また、グリオキシル酸の金属塩は、アルカリ金属塩又はアルカリ土類金属塩であるのが好ましく、例えば、グリオキシル酸ナトリウム、グリオキシル酸カリウム、グリオキシル酸マグネシウム、グリオキシル酸カルシウムなどが挙げられる。
これらの架橋剤のなかでも、上記した水溶性のポリアミドエポキシ樹脂をはじめとするエポキシ化合物や、アルデヒド類、メチロールメラミン、グリオキシル酸のアルカリ金属又はアルカリ土類金属塩などが好適に用いられる。
架橋剤は、ポリビニルアルコール系樹脂とともに水に溶解して接着剤を形成していることが好ましい。ただ、以下に述べるとおり、水溶液中での架橋剤量はわずかでよいので、水に対して例えば、少なくとも 0.1重量%程度の溶解度を有するものであれば、架橋剤として使用できる。もちろん、一般に水溶性と呼ばれる程度の水に対する溶解度を有する化合物のほうが、本発明に用いる架橋剤としては好適である。
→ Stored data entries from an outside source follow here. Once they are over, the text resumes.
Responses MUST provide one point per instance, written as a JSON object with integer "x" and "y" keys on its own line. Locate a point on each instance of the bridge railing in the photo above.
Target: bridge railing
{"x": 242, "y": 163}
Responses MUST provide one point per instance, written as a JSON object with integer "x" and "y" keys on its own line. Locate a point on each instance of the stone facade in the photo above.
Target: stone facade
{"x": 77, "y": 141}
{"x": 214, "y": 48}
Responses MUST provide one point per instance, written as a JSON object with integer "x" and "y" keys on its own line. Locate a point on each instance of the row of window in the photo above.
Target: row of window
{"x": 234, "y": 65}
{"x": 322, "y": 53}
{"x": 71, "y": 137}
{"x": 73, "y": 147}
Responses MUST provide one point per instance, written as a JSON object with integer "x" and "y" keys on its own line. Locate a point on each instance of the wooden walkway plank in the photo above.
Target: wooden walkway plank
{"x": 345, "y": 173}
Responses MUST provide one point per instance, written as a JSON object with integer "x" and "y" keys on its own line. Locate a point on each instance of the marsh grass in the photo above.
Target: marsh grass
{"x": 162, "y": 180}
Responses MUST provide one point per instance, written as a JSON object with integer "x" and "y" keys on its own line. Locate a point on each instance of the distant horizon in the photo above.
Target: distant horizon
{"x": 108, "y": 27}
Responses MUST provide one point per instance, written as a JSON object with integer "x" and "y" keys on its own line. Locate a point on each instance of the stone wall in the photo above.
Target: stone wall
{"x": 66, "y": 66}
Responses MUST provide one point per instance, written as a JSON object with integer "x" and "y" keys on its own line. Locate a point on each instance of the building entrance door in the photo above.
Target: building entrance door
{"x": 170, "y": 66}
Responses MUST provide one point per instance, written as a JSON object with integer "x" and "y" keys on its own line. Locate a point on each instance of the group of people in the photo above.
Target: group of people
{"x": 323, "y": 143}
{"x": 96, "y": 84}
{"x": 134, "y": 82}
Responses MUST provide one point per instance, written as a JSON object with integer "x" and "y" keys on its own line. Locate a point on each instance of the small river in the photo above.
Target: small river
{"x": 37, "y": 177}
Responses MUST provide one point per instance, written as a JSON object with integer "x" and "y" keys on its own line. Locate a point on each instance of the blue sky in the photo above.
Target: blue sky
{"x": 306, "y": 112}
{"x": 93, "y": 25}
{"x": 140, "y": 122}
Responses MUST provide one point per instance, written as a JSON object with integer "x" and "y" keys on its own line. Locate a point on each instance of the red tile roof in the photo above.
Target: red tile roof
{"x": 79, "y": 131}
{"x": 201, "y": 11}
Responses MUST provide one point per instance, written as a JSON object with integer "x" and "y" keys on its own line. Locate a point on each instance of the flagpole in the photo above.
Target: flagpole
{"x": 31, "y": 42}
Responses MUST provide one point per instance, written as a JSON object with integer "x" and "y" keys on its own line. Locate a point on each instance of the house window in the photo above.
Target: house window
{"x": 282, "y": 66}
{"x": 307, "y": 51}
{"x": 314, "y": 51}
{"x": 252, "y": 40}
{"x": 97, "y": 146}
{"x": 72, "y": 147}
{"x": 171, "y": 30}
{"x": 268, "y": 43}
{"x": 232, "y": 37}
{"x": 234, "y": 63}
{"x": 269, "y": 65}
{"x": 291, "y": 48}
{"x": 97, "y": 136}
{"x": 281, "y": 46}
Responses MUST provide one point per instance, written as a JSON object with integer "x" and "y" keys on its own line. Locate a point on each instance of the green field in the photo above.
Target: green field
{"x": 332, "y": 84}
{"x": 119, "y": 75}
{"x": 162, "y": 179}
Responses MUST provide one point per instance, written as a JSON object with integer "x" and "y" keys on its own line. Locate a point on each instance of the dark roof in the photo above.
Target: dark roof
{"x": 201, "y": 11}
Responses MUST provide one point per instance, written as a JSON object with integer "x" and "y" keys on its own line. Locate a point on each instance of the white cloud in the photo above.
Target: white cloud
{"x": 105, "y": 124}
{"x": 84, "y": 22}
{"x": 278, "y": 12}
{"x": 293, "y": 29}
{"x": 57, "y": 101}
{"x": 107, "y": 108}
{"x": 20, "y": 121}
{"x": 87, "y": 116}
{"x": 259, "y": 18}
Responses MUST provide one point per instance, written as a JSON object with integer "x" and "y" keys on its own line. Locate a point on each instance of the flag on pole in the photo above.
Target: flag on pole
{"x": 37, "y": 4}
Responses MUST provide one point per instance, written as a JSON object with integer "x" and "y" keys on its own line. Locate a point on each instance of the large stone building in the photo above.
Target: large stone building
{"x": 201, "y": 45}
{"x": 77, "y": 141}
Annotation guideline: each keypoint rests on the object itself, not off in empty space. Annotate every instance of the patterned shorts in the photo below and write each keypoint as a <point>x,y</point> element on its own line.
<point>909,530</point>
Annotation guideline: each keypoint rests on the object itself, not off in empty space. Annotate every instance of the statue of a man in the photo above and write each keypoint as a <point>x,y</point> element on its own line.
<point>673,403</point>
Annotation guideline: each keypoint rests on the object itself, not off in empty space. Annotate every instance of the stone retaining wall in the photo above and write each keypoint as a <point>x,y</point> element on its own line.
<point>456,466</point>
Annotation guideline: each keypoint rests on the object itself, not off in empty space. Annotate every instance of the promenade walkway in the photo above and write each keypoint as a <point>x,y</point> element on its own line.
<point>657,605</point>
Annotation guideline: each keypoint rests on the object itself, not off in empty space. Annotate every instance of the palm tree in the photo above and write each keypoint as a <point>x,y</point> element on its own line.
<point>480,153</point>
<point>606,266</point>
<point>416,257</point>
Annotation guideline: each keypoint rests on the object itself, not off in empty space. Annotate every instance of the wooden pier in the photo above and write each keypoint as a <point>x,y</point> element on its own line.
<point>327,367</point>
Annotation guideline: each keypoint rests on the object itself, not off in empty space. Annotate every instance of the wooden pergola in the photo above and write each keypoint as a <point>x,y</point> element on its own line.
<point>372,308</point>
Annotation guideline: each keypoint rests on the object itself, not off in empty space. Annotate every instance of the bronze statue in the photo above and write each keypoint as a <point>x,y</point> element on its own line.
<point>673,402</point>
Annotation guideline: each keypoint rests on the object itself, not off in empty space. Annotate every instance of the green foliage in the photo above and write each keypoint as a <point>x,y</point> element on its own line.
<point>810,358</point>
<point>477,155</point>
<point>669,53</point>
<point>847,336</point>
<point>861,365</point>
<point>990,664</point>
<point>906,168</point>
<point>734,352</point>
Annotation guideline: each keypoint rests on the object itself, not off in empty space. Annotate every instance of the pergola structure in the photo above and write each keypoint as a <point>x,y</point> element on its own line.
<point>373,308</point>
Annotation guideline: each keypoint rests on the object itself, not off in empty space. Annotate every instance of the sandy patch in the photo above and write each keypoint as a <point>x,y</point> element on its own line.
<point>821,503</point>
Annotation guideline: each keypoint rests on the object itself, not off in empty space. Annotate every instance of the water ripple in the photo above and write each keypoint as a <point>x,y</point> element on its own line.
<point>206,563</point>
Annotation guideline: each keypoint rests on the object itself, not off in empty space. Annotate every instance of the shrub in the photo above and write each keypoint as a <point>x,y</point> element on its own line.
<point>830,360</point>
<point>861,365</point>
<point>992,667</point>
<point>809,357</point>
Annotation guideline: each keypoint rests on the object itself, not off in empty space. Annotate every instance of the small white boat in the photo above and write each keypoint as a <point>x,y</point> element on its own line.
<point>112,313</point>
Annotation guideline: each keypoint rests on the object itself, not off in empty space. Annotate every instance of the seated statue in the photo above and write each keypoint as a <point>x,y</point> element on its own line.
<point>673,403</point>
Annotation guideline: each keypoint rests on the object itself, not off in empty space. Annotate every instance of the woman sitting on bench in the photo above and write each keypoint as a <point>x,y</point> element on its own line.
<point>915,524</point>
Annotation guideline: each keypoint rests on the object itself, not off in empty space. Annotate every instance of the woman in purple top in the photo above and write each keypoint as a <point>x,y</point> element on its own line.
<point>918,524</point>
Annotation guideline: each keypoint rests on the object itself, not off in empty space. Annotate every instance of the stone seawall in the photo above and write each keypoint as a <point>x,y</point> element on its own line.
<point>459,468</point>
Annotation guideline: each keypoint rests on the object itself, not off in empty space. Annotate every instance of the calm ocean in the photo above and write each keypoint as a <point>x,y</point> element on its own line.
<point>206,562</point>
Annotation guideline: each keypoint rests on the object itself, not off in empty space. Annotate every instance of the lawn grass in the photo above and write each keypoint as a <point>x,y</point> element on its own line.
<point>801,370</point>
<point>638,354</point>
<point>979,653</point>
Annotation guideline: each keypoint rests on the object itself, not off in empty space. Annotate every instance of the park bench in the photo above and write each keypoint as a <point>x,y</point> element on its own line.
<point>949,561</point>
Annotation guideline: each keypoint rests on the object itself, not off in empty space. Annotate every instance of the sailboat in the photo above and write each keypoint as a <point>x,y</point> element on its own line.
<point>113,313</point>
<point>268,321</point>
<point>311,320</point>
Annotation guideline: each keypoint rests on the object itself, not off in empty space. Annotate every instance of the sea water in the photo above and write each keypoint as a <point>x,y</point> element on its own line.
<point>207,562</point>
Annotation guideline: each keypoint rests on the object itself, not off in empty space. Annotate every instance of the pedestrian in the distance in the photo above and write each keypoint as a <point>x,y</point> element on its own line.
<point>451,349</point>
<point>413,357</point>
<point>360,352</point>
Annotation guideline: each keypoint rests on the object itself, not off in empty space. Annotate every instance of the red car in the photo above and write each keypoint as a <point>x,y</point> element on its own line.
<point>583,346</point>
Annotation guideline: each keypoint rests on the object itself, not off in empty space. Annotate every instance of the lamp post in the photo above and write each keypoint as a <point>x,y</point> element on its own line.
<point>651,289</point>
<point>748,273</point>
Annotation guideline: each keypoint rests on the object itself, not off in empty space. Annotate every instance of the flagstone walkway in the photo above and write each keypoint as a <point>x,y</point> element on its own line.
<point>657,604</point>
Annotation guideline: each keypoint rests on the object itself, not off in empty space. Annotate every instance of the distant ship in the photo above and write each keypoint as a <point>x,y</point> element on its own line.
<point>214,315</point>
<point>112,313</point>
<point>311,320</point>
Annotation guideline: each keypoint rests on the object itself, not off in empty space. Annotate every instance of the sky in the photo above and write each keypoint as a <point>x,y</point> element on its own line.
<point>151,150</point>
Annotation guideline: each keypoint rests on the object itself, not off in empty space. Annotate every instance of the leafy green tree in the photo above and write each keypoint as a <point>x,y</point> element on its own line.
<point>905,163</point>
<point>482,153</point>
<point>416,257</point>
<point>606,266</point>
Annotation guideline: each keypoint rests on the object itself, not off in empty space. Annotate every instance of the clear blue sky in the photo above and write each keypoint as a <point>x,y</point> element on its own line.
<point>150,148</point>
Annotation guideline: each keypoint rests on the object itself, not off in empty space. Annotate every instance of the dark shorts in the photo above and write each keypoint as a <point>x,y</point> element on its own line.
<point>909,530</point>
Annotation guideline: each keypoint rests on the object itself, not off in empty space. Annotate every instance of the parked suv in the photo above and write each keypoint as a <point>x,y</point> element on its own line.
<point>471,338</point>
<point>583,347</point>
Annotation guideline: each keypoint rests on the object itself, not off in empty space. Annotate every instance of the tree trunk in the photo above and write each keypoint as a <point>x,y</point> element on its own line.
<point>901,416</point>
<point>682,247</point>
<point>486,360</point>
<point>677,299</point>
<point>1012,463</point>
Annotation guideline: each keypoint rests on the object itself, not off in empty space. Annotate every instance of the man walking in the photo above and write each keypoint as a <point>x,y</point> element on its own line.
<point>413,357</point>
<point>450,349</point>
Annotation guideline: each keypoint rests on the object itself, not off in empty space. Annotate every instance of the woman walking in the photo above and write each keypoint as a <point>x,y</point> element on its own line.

架橋剤の配合量は、ポリビニルアルコール系樹脂の種類などに応じて適宜設計されるものであるが、ポリビニルアルコール系樹脂100重量部に対して、通常5〜60重量部程度、好ましくは10〜50重量部である。この範囲で架橋剤を配合すると、良好な接着性が得られる。先述のとおり、接着剤層の耐久性を向上させるためには、アセトアセチル基変性されたポリビニルアルコール系樹脂が好ましく用いられるが、この場合にも、ポリビニルアルコール系樹脂100重量部に対して、架橋剤を5〜60重量部、さらには10〜50重量部の割合で配合することが好ましい。架橋剤の配合量が多くなりすぎると、架橋剤の反応が短時間で進行し、接着剤が早期にゲル化する傾向にあり、その結果、ポットライフが極端に短くなって工業的な使用が困難になる。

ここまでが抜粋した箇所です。